The boys were fighting more often, Tyler had a new friend who was a little older and HE had his own space, and Ty was outgrowing that little twin bed FAST. So it was decided. We cleaning out the room that was designated as "Max's room" but had turned into more of a dressing room and storage space, I went new bed shopping at those excellent Memorial Day mattress sales, and John ran Ethernet through the walls and installed a jack in Tyler's room (he needed the bandwidth for gaming and we didn't want him bogging down our wireless network.)

The new beds arrived, the boys' rooms were rearranged, thoroughly cleaned, organized and Tyler's computer and desk made its journey down the hall to its new home in Tyler's room.
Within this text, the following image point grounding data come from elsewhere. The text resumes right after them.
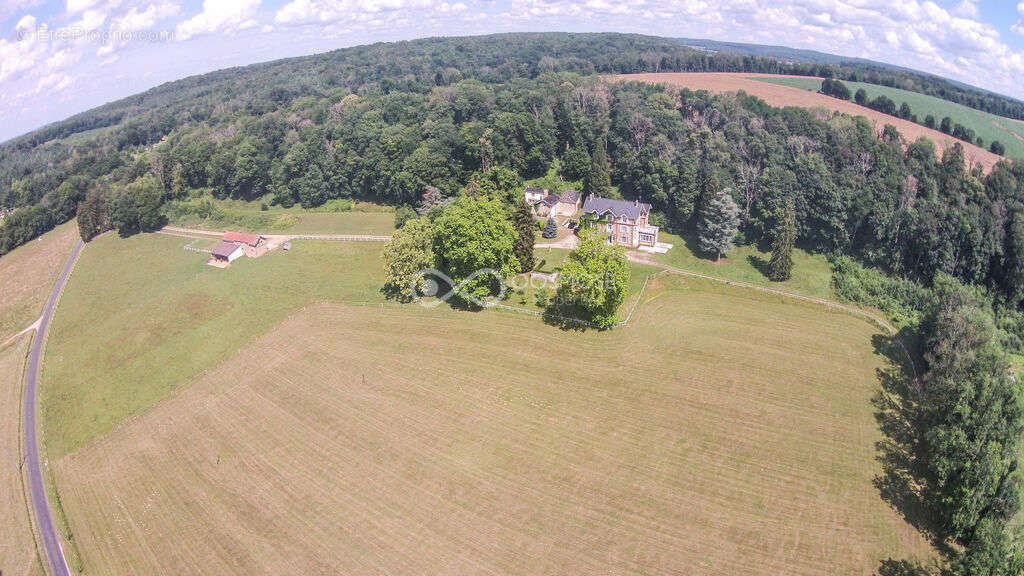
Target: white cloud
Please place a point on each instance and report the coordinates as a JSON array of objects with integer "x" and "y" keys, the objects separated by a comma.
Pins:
[
  {"x": 135, "y": 19},
  {"x": 76, "y": 6},
  {"x": 220, "y": 16}
]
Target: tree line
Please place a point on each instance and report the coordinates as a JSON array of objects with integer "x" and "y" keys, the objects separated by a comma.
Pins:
[{"x": 885, "y": 105}]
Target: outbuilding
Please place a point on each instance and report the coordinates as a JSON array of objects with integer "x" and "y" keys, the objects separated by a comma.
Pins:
[{"x": 227, "y": 252}]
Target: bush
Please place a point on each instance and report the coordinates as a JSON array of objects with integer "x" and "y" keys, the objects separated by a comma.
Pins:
[
  {"x": 901, "y": 300},
  {"x": 550, "y": 229}
]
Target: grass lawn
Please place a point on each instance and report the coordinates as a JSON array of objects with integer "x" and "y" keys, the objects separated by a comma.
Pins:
[
  {"x": 988, "y": 126},
  {"x": 723, "y": 432},
  {"x": 249, "y": 216},
  {"x": 811, "y": 273},
  {"x": 27, "y": 276},
  {"x": 17, "y": 550}
]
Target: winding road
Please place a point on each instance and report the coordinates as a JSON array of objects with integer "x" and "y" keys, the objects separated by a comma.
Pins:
[{"x": 37, "y": 488}]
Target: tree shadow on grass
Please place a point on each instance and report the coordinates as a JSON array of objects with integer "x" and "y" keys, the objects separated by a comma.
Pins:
[
  {"x": 890, "y": 567},
  {"x": 902, "y": 483},
  {"x": 759, "y": 263},
  {"x": 567, "y": 319}
]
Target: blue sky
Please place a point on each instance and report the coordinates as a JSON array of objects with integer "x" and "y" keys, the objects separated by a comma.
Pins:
[{"x": 60, "y": 57}]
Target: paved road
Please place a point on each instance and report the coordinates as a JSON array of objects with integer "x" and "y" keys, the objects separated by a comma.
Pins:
[{"x": 37, "y": 489}]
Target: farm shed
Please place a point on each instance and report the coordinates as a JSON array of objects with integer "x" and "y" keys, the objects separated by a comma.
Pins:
[{"x": 227, "y": 252}]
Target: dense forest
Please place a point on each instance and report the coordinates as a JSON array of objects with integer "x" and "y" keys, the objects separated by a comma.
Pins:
[
  {"x": 416, "y": 124},
  {"x": 811, "y": 63}
]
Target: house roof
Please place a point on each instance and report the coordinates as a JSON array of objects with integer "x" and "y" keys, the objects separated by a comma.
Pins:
[
  {"x": 631, "y": 209},
  {"x": 242, "y": 238},
  {"x": 550, "y": 200},
  {"x": 569, "y": 196},
  {"x": 225, "y": 249}
]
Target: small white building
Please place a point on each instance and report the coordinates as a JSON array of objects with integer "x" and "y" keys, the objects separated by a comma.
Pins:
[{"x": 227, "y": 252}]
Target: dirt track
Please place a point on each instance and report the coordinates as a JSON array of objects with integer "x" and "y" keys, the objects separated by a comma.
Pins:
[{"x": 779, "y": 95}]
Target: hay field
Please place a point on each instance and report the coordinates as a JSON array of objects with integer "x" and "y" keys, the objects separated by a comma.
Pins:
[
  {"x": 989, "y": 126},
  {"x": 779, "y": 95},
  {"x": 27, "y": 275},
  {"x": 17, "y": 550},
  {"x": 725, "y": 432}
]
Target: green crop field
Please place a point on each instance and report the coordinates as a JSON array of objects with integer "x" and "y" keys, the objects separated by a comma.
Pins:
[
  {"x": 27, "y": 275},
  {"x": 988, "y": 126}
]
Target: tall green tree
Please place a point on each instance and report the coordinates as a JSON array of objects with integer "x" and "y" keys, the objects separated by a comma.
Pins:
[
  {"x": 594, "y": 279},
  {"x": 473, "y": 235},
  {"x": 92, "y": 214},
  {"x": 971, "y": 414},
  {"x": 410, "y": 251},
  {"x": 598, "y": 180},
  {"x": 525, "y": 236},
  {"x": 780, "y": 264},
  {"x": 719, "y": 223}
]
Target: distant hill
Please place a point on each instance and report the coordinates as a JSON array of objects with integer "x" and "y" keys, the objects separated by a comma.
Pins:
[{"x": 872, "y": 72}]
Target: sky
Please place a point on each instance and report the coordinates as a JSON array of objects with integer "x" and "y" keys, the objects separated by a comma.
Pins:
[{"x": 61, "y": 57}]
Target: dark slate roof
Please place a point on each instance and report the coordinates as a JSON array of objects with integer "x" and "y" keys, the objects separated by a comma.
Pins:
[
  {"x": 629, "y": 208},
  {"x": 569, "y": 196},
  {"x": 550, "y": 200}
]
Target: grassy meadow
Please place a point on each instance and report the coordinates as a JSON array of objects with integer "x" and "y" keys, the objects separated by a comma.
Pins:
[
  {"x": 28, "y": 274},
  {"x": 988, "y": 126},
  {"x": 811, "y": 273},
  {"x": 17, "y": 550},
  {"x": 711, "y": 436},
  {"x": 118, "y": 347},
  {"x": 338, "y": 216}
]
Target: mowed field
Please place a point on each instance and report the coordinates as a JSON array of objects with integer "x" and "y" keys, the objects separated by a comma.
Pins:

No more room for Daddy and Max's nest. Nope. He had a big new bed and a nice new workspace with a nifty navy rug to protect the floor. We held our breath. Tyler hadn't slept alone for almost 12 years.

He went to sleep in his new bed, alone, and didn't come out until morning. And just like that, overnight, I had a teenager. His room was HIS ROOM. No one was allowed in without permission. He became fiercely protective of his privacy. He still sleep walks, but now we just lead him back to his bedroom and he closes the door in our faces. Heh heh. That's my boy.

See? I have a teenager. OVERNIGHT. Quite literally. Do I have my husband back in my bed now? No. *laughs* His nest is now on Max's floor. But I don't expect it to be there long. I think Max's transition to having his own space will be much less painful. I don't think I'll be waiting until Max is 12 before I get my bed buddy back.

Then again...I do snore. Maybe that is the REAL reason I sleep alone. Ha ha!